政府の介入を最小限に、規制を緩和して個人の自由や市場原理にゆだねる考え…

1980年代、経済学者ハイエクは政府による政策にもコストがかかるとして、これを最小限に抑える政策を提言しました。金融緩和・関税など貿易障壁の撤廃など、自由貿易の推進が進められました。

アメリカでは民主党のカーター大統領が新自由主義を取り入れ、その後の歴代の大統領に引き継がれ、ソ連崩壊後も旧共産圏との対立と取り込みの理論的武器としてアメリカ中心の経済圏確立に利用されました。

イギリスではサッチャーが、日本では小泉純一郎が、その旗振り役となり、安倍内閣では『成長の果実』としてアメリカ経済との一体化を図り、日本はアメリカの金融資本をさらに受け入れました。日本は世界で一番多くのアメリカ国債を購入し、アメリカの財政を支えます。

小泉純一郎の構造改革に付随して、成果主義・数値目標が労働評価と賃金への指標とされます。

それまでは工場の稼働時間が生産性に比例しましたが、サービス産業において働く時間は生産と必ずしも一致しません。
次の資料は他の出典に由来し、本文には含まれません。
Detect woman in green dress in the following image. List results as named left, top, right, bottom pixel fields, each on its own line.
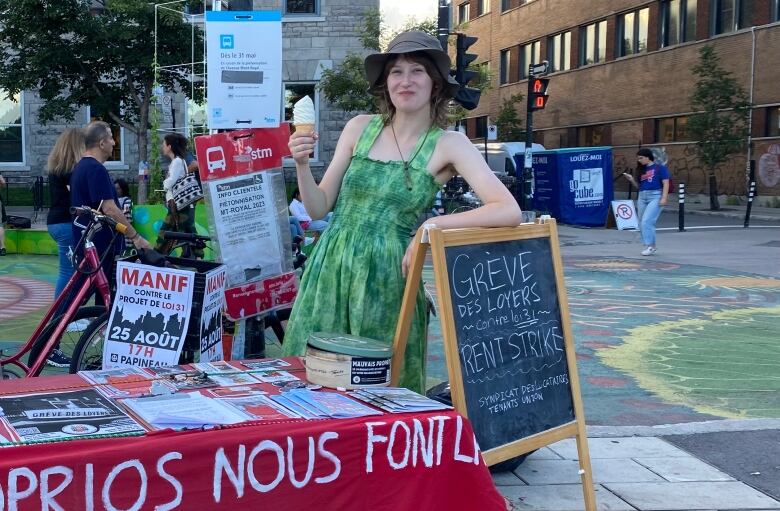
left=283, top=31, right=522, bottom=392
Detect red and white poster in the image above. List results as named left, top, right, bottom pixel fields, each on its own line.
left=194, top=127, right=298, bottom=320
left=199, top=266, right=228, bottom=362
left=103, top=262, right=196, bottom=369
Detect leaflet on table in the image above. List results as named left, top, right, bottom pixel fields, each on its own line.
left=207, top=172, right=283, bottom=286
left=199, top=265, right=228, bottom=362
left=122, top=393, right=250, bottom=430
left=0, top=389, right=145, bottom=444
left=350, top=388, right=452, bottom=413
left=208, top=372, right=263, bottom=387
left=205, top=384, right=268, bottom=398
left=269, top=394, right=321, bottom=420
left=253, top=370, right=299, bottom=384
left=239, top=358, right=291, bottom=371
left=79, top=366, right=152, bottom=386
left=103, top=261, right=195, bottom=369
left=284, top=389, right=383, bottom=419
left=218, top=394, right=300, bottom=421
left=193, top=361, right=245, bottom=374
日本の産業構造を変え、第二次産業の製造業中心から第三次産業のサービス業中心に移行させます。脱工業化です。これにより金融・販売・流通・観光・娯楽など『情報・知識・サービス』へ、モノからの転換が図られます。第三次産業の比率をアメリカ並みにする政策により、日本の製造業は海外に移転されます。

が、諸外国は次第に『新自由主義』から離脱します。とうとう新自由主義はアメリカと日本だけとなり、岸田内閣では新自由主義からの転換が宣言され、賃上げが進められます。ところが、新自由主義で悲鳴を上げたのはアメリカ自身でした。
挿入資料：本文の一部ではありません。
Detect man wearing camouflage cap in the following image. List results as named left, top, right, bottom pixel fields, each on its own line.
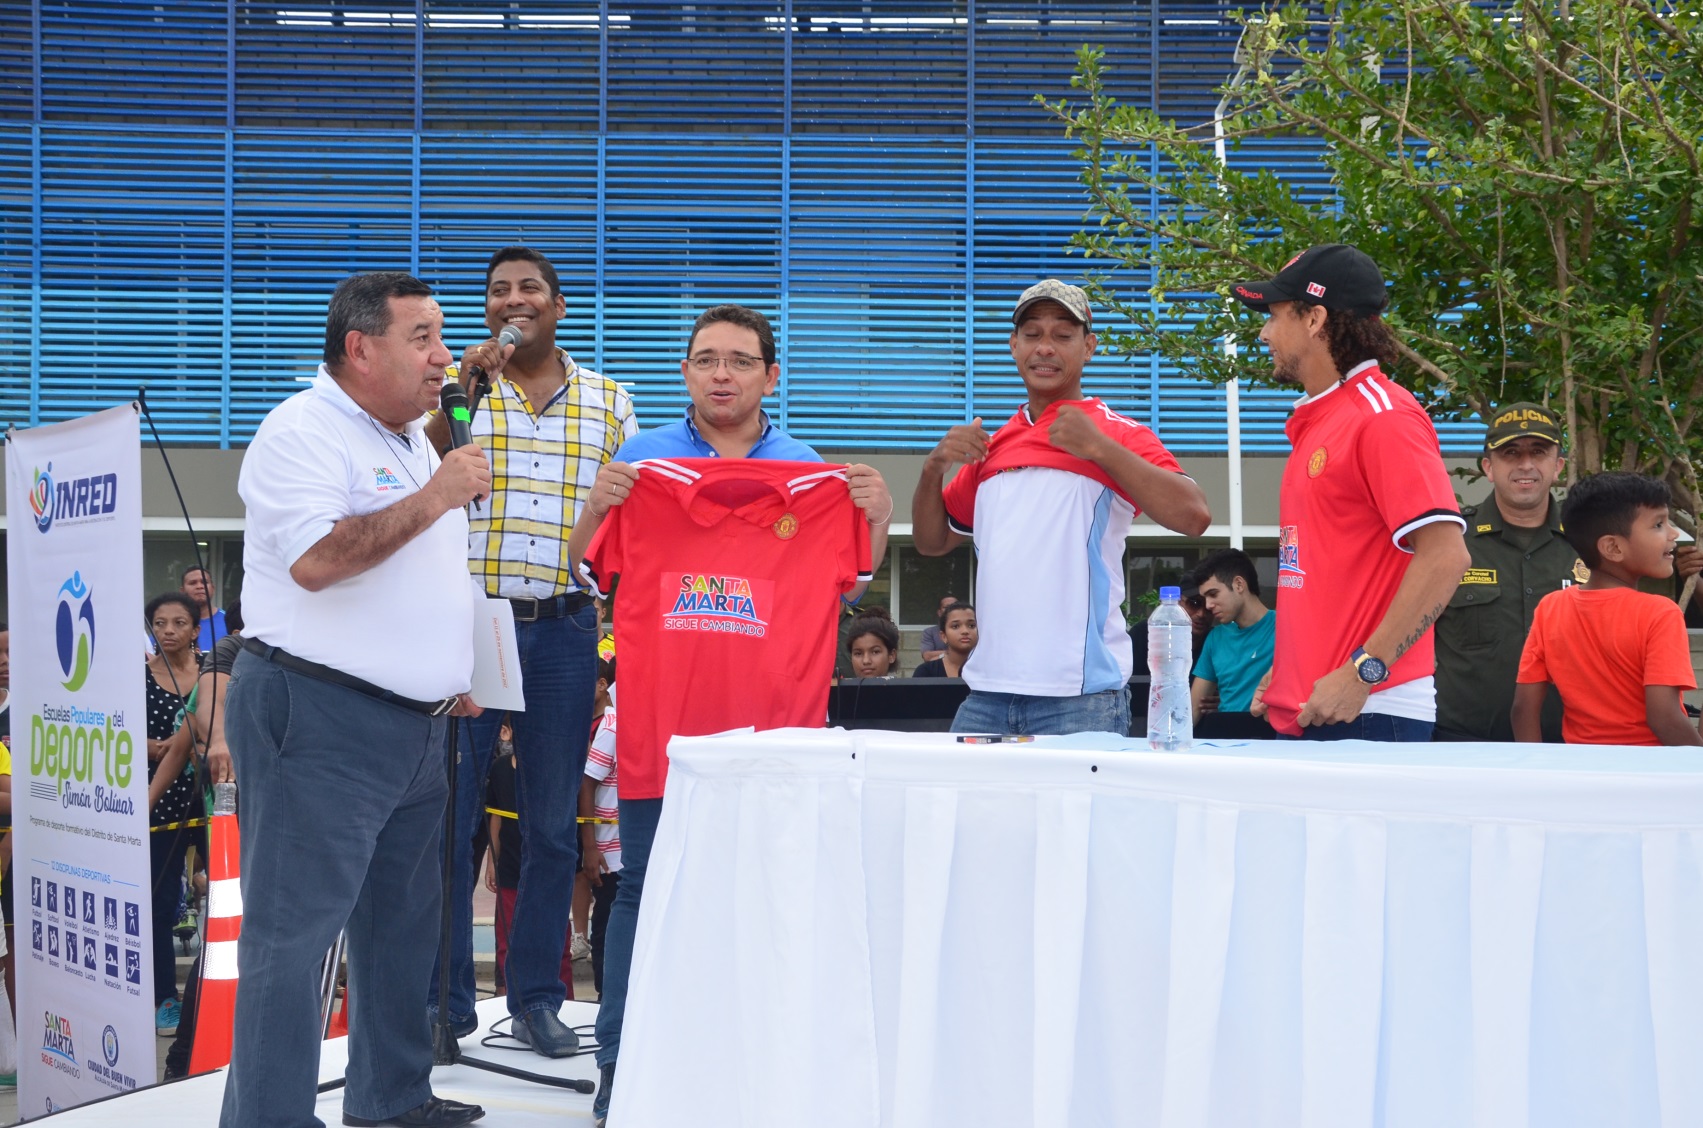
left=1434, top=401, right=1577, bottom=742
left=912, top=279, right=1211, bottom=736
『関税による貿易障壁の設定』『製造拠点の米国内回帰』『アメリカ経済圏の保護』

トランプ大統領の政策は、脱新自由主義です。

製造業の国内産業の空洞化、働く場の喪失、金融に偏った消費中心からくるインフレ、自由貿易による赤字の拡大…アメリカ経済の巨体は病魔にむしばまれています。

その国内財政の赤字を、米国債購入で日本が負担しています。

次に中国が米国債を所有し、トランプ関税の対抗策として、ダムの水を一気に下流に放出させる構えです。

米中経済戦争はすでに始まっています。

経済はいま、ヨーロッパ、ロシア、中国、アセアン、そしてアメリカといったブロック経済に移行し、政治とともに保護主義が台頭しています。

自国製造業の国内回帰は、むしろ今の日本に必要なことです。

特に地方においては。

ドル建てと為替差益による金融利益には限界があります。

株高でも国民に利益は還元されません。

国債依存と国民の貧富の差はますます拡大します。

狂気の沙汰にもみえるトランプ流経済政策ですが、実は理にかなっています。